Album Review: I could not find too much about this band, although signs point to a couple of albums from this band, which is mainly singer Julianna Towns, who has been part of a couple other more popular bands. Solo work brought under a band nomenclature.

“Drowning Street” starts with a very earthy and liquid guitar, reminding me of a style of Aphex Twin’s ambient songs. The singing is not far off from Aimee Mann’s voice, just a little darker and deeper. The song is punctuated with deep and heavy drums, off tuned guitar notes and echoing crashes. It does have a tribal sense to it and feels like it is trying to recreate an eerie thunderstorm.
“Field of Holes” from the first chime, the same dark tones are present, but it takes on a middle eastern feel with bongos and meandering guitars. But that is just the slightest bit of Indian influence. The vocals are a version of 60’s psych, somewhat monotone chant singing with an echoey production. Near the end of the song, like a zombie, male vocals are added to bolster the droning melody, and the song quietly slips away.
“Slide of Glass” has a buzzing sitar like note in the beginning, but the song picks up a rocking melody with a creepy, residents like effect placed on the instruments. This is all male vocals, and is observational art monotone singing that an actual melody. The song relies on an alarm like synth note that is added in the back end to create a substantial wall of noise.
“Grenadine” takes us back to the warbley new age dream sequence of the first two tracks. This is the kind of echoing chimey music you would hear as ambience pouring from the speakers in a new age crystal, wicca and magic shop in New Hope circa 1993.
“A Low Bird” is the first of three instrumentals, and it contains all of the new age elements as described earlier. The tones of the song remind me of how Bohdai, the alien ball of light from Solar Babies, would talk to Lucas Haas, Jason Patrick, Jamie Gertz, and the rest of the hero group. Seeing as this album was released 2 years after the film, we can only assume both were of the same demographic. Even though I still love Solarbabies, but am not that big of a fan of this

“The Turnaround” continues on the new age theme, but carries almost a celtic funeral feeling to this: bleakness and mourning are present emotions to the melody. A man’s voice recites a poem or story of some sort (not unlike the Sugarcubes or Belle & Sebastian) over the eerily music. This has all the feel of a new age interpretive dance, where the vocals are the inner dialogue of a mime portraying his feelings. This has nothing that I look for in music.
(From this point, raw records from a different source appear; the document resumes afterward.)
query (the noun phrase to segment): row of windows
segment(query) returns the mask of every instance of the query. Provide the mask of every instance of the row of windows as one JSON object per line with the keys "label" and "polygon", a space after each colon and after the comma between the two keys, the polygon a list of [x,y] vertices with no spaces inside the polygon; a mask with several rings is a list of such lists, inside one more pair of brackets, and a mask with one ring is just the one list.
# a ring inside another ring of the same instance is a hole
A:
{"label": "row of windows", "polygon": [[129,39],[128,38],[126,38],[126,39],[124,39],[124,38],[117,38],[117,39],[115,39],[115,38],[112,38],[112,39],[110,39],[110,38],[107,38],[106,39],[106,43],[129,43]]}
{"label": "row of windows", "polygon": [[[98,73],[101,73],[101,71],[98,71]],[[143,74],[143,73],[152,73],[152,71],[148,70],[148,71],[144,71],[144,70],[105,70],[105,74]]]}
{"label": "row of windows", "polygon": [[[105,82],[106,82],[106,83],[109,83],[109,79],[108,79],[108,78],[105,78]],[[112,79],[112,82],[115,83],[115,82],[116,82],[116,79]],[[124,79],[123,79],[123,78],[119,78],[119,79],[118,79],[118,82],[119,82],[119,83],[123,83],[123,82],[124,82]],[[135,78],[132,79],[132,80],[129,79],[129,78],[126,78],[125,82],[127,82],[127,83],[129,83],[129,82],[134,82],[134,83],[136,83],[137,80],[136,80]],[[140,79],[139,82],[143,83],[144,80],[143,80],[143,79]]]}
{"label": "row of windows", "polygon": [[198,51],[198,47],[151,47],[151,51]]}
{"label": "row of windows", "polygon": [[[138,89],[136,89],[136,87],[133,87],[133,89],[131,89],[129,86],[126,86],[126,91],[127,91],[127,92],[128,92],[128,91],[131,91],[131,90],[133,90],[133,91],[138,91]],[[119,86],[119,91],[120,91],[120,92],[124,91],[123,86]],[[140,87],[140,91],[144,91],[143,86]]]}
“Proud Flesh” does nothing to mix things up. Dark tones of echoing bells, like a metal xylophone or tubular bells play out with a dead woman’s chant ghostly gliding over the top. The vocals are layered, creating a chorus effect, angelic buy deadly at the same time. This takes the creepy element of the Residents and really boils it down to a basic form.
“File Under R” is a long instrumental track keeping its metaphorical head down and running straight through the repertoire. There is a more optimistic side to this track. There is an 80’s new wave song that I can’t put my finger on that sounds a lot like this…maybe someday I’ll come across it again. It is composed of echoing guitar with haunting chords rise from behind with muted ice breaking percussion in support.
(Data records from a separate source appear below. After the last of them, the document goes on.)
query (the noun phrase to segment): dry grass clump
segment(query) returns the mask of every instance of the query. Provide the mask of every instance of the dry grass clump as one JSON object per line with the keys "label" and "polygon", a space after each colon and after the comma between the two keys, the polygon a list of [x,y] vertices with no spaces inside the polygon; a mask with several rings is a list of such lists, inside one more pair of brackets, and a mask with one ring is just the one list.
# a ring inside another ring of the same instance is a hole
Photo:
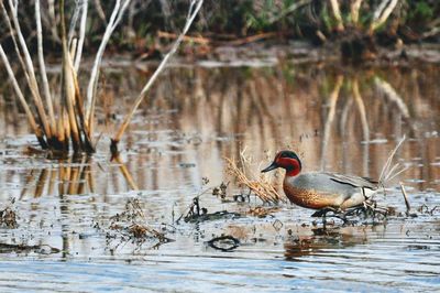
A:
{"label": "dry grass clump", "polygon": [[285,197],[277,192],[264,174],[250,176],[245,173],[245,170],[250,169],[251,163],[250,160],[244,156],[244,152],[241,153],[240,162],[242,167],[239,167],[233,159],[226,158],[226,160],[228,162],[226,169],[227,173],[232,175],[239,185],[250,188],[263,203],[278,204],[280,202],[286,202]]}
“Born to Be Ice” fades in with a buzzing flute along side a second woodwind sound.  After the intro, it feels like tones and random notes meant to support a story telling element like a film score, or radio show. Then as quickly as it began, with some large, muted sounds reminding me of a rhino or elephant, the short instrumental part of the track ends. And it returns to the cold new age music and more spoken word storytelling overlaid. This is an exercise in jazzy new age music with interpretive beatnick art spilling out all over the place. Windy effects create chilling, twilight zone effects, and the avant-garde performance piece runs through with a final echo.
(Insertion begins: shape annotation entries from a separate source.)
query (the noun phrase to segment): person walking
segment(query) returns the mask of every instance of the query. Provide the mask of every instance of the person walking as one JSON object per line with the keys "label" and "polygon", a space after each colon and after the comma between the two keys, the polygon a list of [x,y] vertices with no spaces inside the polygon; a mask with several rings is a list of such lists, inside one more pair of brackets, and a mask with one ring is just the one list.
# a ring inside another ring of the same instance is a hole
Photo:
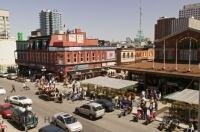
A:
{"label": "person walking", "polygon": [[7,125],[4,123],[4,121],[1,122],[1,132],[6,132]]}
{"label": "person walking", "polygon": [[11,93],[12,92],[16,92],[16,90],[15,90],[15,85],[14,84],[12,84],[12,90],[10,91]]}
“At the Portal” again has more optimistic new age celestial music echo and play out angelically. The whole song has a rising on a warm stream of air feel to it, but it lacks a concrete matter, and is just ideas and fluff. For a second, the ideal trembles, but as the song and album concludes, sun is the victor, and the good guy seems to have come out on top. This is just shit.